Horav S.R. Hirsch, zl, notes that during this entire conversation the Torah refers to him as Yaakov — not Yisrael. This is the case until the point when Yaakov confers “shevet” status upon Menashe and Efraim and blesses them. “Vayischazak Yisrael,” Yaakov pulled himself together only when Yosef approached him. Yaakov’s response indicates Yosef’s importance. Specifically, it underscores how Yosef’s significance would ultimately affect the national future of Klal Yisrael. As Yaakov looked at his two grandsons, he viewed them as Yisrael – attributing special meaning to that moment.
Horav Hirsch contends that Yaakov’s decision to make Yosef’s descendants into a double tribe was the result of his overwhelming love for Yosef. Unrelated to national considerations, it was purely a personal decision. In these last days of his life, Yaakov’s thoughts reverted back to Rachel, his intended wife, whom he cherished with great affection, who had been tragically taken away from him the earliest. Her memory was especially prominent in his mind. Indeed, it was more than likely that her fate would cast her in the distant background in the future memorials of the nation.
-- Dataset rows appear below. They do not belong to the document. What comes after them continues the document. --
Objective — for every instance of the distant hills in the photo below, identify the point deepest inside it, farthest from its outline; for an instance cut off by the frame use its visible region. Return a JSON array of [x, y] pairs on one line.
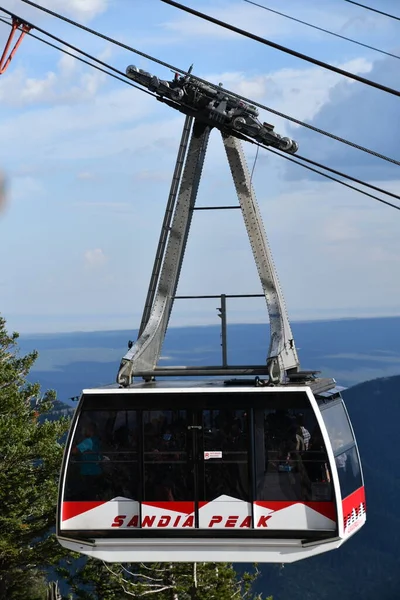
[[351, 350], [367, 567]]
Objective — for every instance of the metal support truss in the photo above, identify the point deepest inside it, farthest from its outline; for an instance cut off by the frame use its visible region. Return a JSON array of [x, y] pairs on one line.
[[143, 356], [282, 355]]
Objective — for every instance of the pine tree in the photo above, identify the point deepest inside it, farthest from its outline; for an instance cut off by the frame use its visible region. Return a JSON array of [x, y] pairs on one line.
[[177, 581], [30, 458]]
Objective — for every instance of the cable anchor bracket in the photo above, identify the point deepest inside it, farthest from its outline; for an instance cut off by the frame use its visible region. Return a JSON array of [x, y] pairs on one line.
[[7, 56]]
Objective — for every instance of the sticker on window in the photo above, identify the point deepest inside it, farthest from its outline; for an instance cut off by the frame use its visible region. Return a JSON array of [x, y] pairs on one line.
[[212, 454]]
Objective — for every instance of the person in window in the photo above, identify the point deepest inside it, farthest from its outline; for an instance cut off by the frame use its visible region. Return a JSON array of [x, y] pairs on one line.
[[303, 431], [88, 451]]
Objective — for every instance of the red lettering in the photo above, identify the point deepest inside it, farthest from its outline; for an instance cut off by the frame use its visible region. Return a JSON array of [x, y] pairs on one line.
[[231, 521], [262, 521], [148, 521], [246, 522], [133, 522], [214, 520], [118, 521], [188, 522]]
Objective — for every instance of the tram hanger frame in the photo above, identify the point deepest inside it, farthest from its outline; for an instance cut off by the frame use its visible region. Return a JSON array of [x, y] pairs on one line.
[[282, 364]]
He feared she would be forgotten. In the future, when Yaakov’s descendants would go to pray at the graves of their ancestors, they would visit the Patriarchs and Matriarchs, but Rachel Imeinu, the Matriarch who was Yosef’s mother and Yaakov’s beloved, would be missing. Yosef’s mother, even in death, did not receive her rightful place. Only two tribes would memorialize her as their mother.
Yaakov feared that Rachel would be forgotten, so he decided to make Yosef – Rachel’s firstborn – the firstborn of the tribes, by forming two tribes from the descendants of Yosef’s two sons. He granted them a “double portion” as is the due of the firstborn. Yaakov clearly was demonstrating his undying affection for Rachel. He gave her in death what she never had experienced in life.